Saroo was unable to read, write or count. He not only didn’t know the name of his home town, but he also didn’t know what the region was called nor the name of his family. He had no way to contact his mother! At the tender age of four, Saroo found himself all alone, begging in the streets of Calcutta.
It didn’t take long before a teenager noticed Saroo wandering the streets alone and brought him to a center for abandoned children. They took him in and soon after, Saroo was placed for adoption by the Indian Society for Sponsorship and Adoption. Fortunately, an Australian family adopted him and his life took a completely different and unexpected path, far from the struggle and danger he had known… but also far away from everything familiar, especially from his mother and siblings, whom he missed terribly!
Meanwhile, Saroo’s mother back in India was looking everywhere for her missing boy. She tried contacting the authorities, but there was no trace of him. She was inconsolable with grief and her days were filled with tears.

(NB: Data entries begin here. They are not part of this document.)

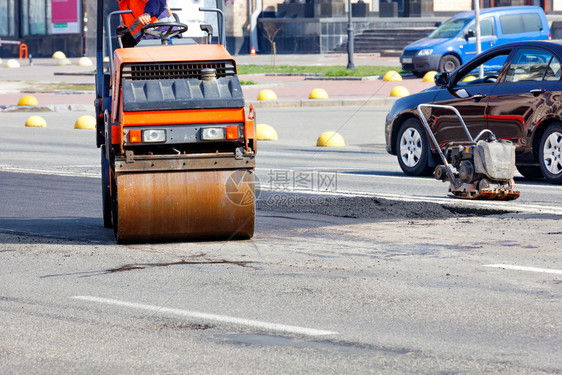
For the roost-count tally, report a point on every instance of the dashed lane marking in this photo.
(523, 268)
(210, 317)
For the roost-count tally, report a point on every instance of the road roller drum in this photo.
(185, 205)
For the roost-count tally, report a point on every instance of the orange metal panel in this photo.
(199, 116)
(116, 134)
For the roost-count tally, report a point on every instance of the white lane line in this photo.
(211, 317)
(523, 268)
(49, 172)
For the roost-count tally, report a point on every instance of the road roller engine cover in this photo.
(483, 168)
(177, 148)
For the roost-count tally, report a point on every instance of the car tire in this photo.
(449, 64)
(412, 149)
(530, 171)
(550, 154)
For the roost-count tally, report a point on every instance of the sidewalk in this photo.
(55, 86)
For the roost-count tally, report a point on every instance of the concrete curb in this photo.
(48, 108)
(309, 103)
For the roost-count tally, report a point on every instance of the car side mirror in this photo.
(442, 79)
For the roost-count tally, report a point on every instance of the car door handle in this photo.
(537, 92)
(478, 97)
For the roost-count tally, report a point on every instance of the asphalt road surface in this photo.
(345, 283)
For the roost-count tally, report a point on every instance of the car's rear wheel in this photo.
(413, 148)
(449, 63)
(530, 171)
(550, 153)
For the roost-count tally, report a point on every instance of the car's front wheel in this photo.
(413, 148)
(550, 153)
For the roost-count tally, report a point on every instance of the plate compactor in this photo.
(177, 150)
(484, 168)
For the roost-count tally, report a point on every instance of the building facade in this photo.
(69, 25)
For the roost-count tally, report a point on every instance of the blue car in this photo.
(454, 42)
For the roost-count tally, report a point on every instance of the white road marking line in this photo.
(523, 268)
(49, 172)
(212, 317)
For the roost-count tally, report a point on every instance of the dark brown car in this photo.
(513, 90)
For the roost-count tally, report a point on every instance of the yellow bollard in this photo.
(28, 100)
(36, 122)
(392, 75)
(318, 94)
(330, 139)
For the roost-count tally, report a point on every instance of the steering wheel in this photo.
(166, 34)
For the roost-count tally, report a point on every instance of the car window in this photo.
(490, 69)
(450, 28)
(520, 23)
(530, 64)
(486, 27)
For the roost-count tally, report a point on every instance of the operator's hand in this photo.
(144, 19)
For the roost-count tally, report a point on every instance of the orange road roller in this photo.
(177, 145)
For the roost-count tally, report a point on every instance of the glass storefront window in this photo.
(34, 16)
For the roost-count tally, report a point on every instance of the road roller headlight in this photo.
(154, 135)
(213, 134)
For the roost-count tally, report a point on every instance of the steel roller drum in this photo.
(160, 206)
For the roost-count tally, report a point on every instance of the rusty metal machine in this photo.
(177, 148)
(484, 167)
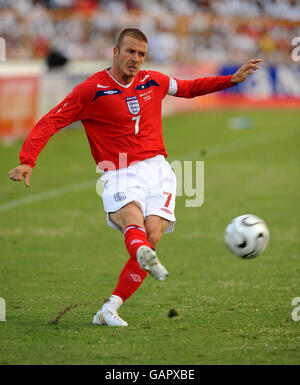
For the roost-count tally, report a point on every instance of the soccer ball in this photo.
(247, 236)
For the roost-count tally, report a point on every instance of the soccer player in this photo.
(120, 109)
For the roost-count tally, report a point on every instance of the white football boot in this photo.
(108, 317)
(148, 261)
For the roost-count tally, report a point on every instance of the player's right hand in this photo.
(21, 172)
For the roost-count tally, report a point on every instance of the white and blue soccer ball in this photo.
(247, 236)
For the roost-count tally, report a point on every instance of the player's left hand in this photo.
(246, 69)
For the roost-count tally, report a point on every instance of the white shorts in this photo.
(151, 184)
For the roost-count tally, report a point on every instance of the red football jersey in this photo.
(118, 119)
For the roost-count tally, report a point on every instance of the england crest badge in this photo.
(133, 105)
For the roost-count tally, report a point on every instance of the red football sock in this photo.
(130, 279)
(132, 274)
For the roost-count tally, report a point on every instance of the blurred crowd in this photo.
(223, 31)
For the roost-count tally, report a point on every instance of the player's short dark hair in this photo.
(133, 32)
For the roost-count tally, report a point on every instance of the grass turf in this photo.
(59, 260)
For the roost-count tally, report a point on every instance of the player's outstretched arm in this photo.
(21, 172)
(245, 70)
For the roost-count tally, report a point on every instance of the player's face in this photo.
(130, 57)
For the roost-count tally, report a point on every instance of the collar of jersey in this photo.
(121, 85)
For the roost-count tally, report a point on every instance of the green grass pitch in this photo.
(59, 260)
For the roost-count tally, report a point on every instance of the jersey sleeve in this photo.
(198, 87)
(72, 109)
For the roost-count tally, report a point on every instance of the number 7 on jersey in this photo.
(137, 124)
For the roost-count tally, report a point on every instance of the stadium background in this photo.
(57, 263)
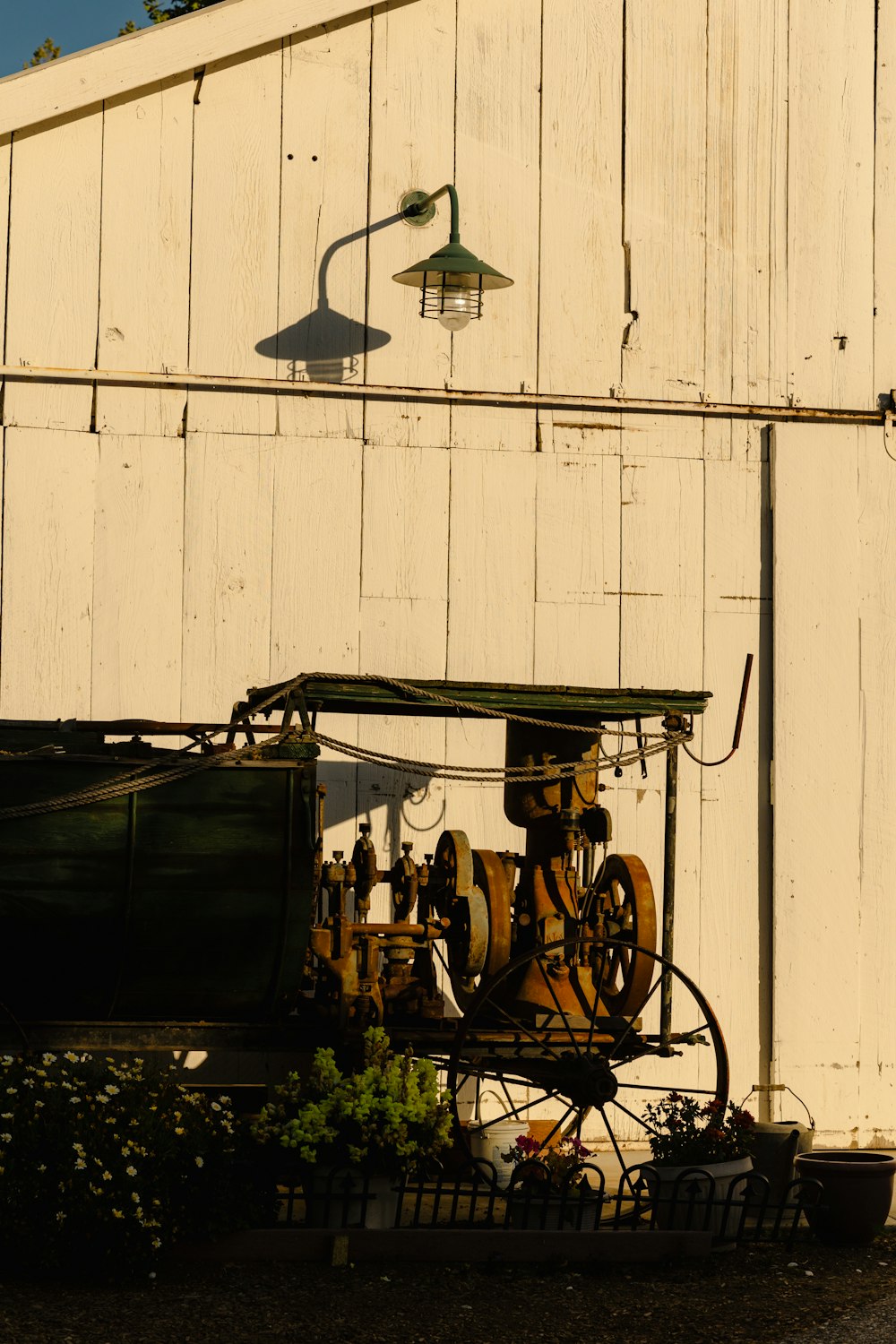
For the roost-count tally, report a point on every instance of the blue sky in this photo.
(72, 23)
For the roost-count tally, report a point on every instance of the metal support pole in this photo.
(668, 890)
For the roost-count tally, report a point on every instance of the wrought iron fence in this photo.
(739, 1210)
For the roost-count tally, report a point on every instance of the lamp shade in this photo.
(452, 282)
(460, 268)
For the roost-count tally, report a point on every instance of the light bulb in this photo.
(455, 308)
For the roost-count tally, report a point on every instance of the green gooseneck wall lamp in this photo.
(452, 280)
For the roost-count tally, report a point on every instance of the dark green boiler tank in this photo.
(185, 902)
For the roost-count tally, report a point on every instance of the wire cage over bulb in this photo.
(452, 281)
(452, 300)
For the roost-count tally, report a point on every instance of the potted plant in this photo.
(548, 1185)
(355, 1133)
(699, 1152)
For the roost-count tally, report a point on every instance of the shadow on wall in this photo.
(324, 346)
(397, 806)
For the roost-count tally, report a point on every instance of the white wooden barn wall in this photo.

In Australia, Saroo’s adoptive mother hung a map of India in his room to remind him of his roots. Every day, he woke up and saw the map of his home country and was haunted with questions: Where was his family? What had become of them? Would he ever see them again?
Saroo never stopped wondering. Many years later, as an adult, he started looking for his family using an unusual method… Google Earth! It was his only hope. He spent entire days zooming in and out of Calcutta’s surroundings, virtually walking down every alley, hoping to see something he recognized.
One day, he was amazed to come across a very familiar looking bridge near a factory by a river. That was it! The place where he had lost his brother! From that moment, the pieces of the puzzle started to fall into place. On the satellite images, he spotted a fountain where he had been injured 25 years earlier. Then, the ultimate revelation. The name of his village: Ganesh Talai.
Saroo could hardly believe it. With his heart in his throat, he flew to India and took the train leading him to the village where he was born. It was like travelling back in time. A flashback. Then another.
Three women were standing nearby. Without a word, one of them took him in her arms, immediately recognizing her little boy from 25 years ago. It was his mother. “She rang my sister and my brother to say that, you know, ‘Your brother has just all of a sudden appeared, like a ghost,’” Saroo said with a smile. “And then the family was reunited again.”
Saroo was overcome with emotion. After all these years of searching, he saw his family again for the first time since that fateful day so long ago when he got lost in the sprawling city. Almost everyone in his family, that is. Sadly, he learned that something terrible had happened to his older brother Guddu. He had been found one month after he had disappeared, crushed by a train. Despite the terrible sadness this news brought, Saroo was overjoyed to have found his original family again.
“It was a needle in a haystack,” the young man said. “But the needle was there. Everything was there! Everything we have in the world is at the tap of a button, but you’ve got to have the will and determination…”
Now that he has found his family again, Saroo sends them money every month so that his mother doesn’t have to work so hard anymore.
In developed countries, four-year-old children play with their friends, have lavish birthday parties, get taken to amusement parks, and have fancy electronic toys. In India, they beg for coins on the trains to help their families to survive. Saroo’s story has a happy ending, but millions of young children aren’t so lucky and grow up in terrible poverty.
Saroo was fortunate to be adopted by loving parents. Later, he published a book about his incredible life called A Long Journey Home. After his mother had shed so many tears in mourning for her two sons, Saroo’s journey finally ended by bringing her tears of happiness. What a beautiful tribute to this young man’s determination and ingenuity.